Various factions have long been fighting a war of ideas, which is a conflict mostly based in ideological struggles that were clarified during the 20th century. A vastly oversimplified but useful way to look at it is this: On one side of this struggle is a highly refined system of wealth accumulation, capitalism, that while modernized and streamlined is quite an old idea, created as ancient forms of mercantilism merged with 19th-century industrialism, colonial expansion, and 18th century market philosophies (e.g. Adam Smith). On the other side are a disjointed hodgepodge of liberals, various flavors of Democratic Socialists, Communists, environmentalists, and social justice advocates, all of whom (whether they know it or not) are very influenced by the writings of Karl Marx, who in the midst of the 19th century Industrial Age pointed out that capitalism was inherently unfair, a rigged game.
Modern neoliberal capitalism is a hybrid, a Frankenstein’s monster that takes the worst elements of various social and economic ideas and supercharges them into a steroid-enhanced greed machine that sucks up capital and leaves only rubble in its wake. Capitalism is inherently anti-democratic, as it gives those with money more power than those who only vote (a situation which the Supreme Court’s Citizens United decision greatly strengthened).
It is a literal crime against humanity that a system exists which by design keeps a majority of humans in poverty; more than 80% of the world’s population lives on less than $10 a day. How is this acceptable? Simple: Since many of us don’t see or experience poverty, we can ignore it. The world’s media keep us inside a bubble that prevents us from understanding the scope of the problem. We aren’t exposed to visuals of poverty, because it’s not seen as newsworthy; and since such poverty is unrelenting, if it given proper news coverage the images would never change — not good television. As a recent example, the streams of Syrian refugees pouring into Europe have been impossible to ignore, and so almost every major country has been forced to acknowledge the issue or directly help.
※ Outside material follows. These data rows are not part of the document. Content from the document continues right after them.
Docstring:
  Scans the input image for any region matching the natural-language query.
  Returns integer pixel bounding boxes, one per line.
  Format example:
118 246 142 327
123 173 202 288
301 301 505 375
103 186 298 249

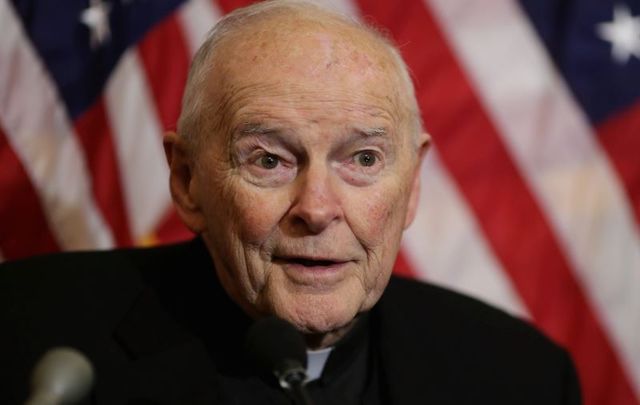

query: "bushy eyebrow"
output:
233 122 279 140
231 121 393 152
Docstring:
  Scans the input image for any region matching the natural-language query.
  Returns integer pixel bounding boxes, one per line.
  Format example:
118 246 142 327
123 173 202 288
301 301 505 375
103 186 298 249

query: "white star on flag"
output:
80 0 111 48
597 4 640 64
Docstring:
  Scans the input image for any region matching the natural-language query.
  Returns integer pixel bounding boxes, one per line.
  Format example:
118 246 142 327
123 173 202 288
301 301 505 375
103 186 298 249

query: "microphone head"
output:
245 317 307 388
27 347 94 405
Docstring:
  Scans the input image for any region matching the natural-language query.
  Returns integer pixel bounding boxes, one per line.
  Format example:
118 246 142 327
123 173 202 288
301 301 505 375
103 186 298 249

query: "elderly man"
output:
0 1 580 405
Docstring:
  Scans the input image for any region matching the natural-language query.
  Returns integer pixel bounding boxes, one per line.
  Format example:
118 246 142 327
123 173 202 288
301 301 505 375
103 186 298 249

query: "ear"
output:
404 133 431 229
162 132 205 234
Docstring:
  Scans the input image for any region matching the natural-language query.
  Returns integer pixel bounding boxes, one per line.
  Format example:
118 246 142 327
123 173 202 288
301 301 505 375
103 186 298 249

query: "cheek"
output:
228 187 289 245
352 187 406 245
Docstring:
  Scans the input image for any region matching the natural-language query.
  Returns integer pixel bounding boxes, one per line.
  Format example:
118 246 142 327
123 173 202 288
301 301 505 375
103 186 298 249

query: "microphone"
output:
25 347 94 405
245 317 313 405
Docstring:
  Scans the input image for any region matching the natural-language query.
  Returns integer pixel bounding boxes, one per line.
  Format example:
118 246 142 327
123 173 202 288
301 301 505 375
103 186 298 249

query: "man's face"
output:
178 23 418 340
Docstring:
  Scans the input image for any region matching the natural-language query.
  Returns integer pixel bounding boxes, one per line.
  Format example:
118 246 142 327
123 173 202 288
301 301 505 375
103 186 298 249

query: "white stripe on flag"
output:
402 149 529 317
178 0 222 55
0 1 113 250
105 49 171 242
428 0 640 392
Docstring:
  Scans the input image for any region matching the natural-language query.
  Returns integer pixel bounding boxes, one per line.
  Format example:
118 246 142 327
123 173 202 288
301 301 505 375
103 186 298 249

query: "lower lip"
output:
281 262 350 284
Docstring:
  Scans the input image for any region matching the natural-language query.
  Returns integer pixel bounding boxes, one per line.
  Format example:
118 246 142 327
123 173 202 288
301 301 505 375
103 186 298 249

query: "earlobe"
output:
162 132 204 234
404 133 431 229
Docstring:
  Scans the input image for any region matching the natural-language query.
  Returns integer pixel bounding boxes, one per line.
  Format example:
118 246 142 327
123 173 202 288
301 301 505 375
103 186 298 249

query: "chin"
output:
274 294 360 335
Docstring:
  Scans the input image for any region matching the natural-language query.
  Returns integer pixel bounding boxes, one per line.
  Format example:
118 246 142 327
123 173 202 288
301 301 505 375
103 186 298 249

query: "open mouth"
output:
274 257 343 267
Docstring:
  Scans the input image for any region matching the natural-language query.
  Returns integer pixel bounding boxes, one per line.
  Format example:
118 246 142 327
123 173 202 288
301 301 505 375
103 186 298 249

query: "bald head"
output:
178 0 422 149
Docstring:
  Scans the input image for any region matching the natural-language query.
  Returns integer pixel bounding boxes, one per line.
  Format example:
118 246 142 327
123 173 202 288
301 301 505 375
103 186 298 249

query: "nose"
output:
289 165 342 234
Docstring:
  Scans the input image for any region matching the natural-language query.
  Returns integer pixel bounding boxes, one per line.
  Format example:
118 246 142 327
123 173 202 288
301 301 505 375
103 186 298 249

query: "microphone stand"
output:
277 362 313 405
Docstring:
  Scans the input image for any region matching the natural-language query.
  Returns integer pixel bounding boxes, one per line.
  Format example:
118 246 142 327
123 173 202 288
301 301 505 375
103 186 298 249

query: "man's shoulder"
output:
385 277 556 349
0 242 192 285
376 277 580 404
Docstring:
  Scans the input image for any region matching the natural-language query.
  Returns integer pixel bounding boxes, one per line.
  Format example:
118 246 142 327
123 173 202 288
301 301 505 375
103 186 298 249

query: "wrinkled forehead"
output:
208 15 410 117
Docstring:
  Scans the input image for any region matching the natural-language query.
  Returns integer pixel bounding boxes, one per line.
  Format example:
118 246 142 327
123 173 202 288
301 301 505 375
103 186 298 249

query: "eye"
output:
354 150 378 167
258 153 280 169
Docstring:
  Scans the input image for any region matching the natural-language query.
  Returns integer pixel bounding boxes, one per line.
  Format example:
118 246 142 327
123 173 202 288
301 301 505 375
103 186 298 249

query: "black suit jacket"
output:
0 239 580 405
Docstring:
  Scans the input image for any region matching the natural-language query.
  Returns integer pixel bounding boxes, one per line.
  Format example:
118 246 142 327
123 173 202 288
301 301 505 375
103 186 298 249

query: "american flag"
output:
0 0 640 405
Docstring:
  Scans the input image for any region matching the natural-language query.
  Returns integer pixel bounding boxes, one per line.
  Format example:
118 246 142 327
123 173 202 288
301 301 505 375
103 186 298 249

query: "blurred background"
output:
0 0 640 405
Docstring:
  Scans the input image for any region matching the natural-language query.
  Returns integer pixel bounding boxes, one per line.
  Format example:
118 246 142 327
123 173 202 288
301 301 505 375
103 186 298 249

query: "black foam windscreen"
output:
245 317 307 375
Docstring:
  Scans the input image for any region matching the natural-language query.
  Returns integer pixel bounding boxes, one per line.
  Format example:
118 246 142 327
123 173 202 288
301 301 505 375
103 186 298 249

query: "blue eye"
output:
258 153 280 169
356 151 378 167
And I believe that we should assist these refugees because the United States (and by extension, every one of its citizens) is partially at fault for creating the problem; aside from the fact that America has meddled in Syrian politics for decades, Syria’s agricultural system collapsed in large part due to global climate change, which led to civil war.
Climate change is the biggest crisis we’ve ever faced as a species, because other than its alarming direct effects, it also creates thousands of subsidiary effects that we can’t know until they happen — like Syria. These problems are inescapable, and increasingly costly in terms of cash, resources, and human lives. We can’t buy our way out of it, and meat-addicted, car-driving, iPhone-using consumer culture is right at the source of the problem. We’re killing ourselves through shopping and leisure.
As Subcommandate Marcos said: “It is war. A war against humanity. The globalization of those who are above us is nothing more than a global machine that feeds on blood and defecates in dollars.”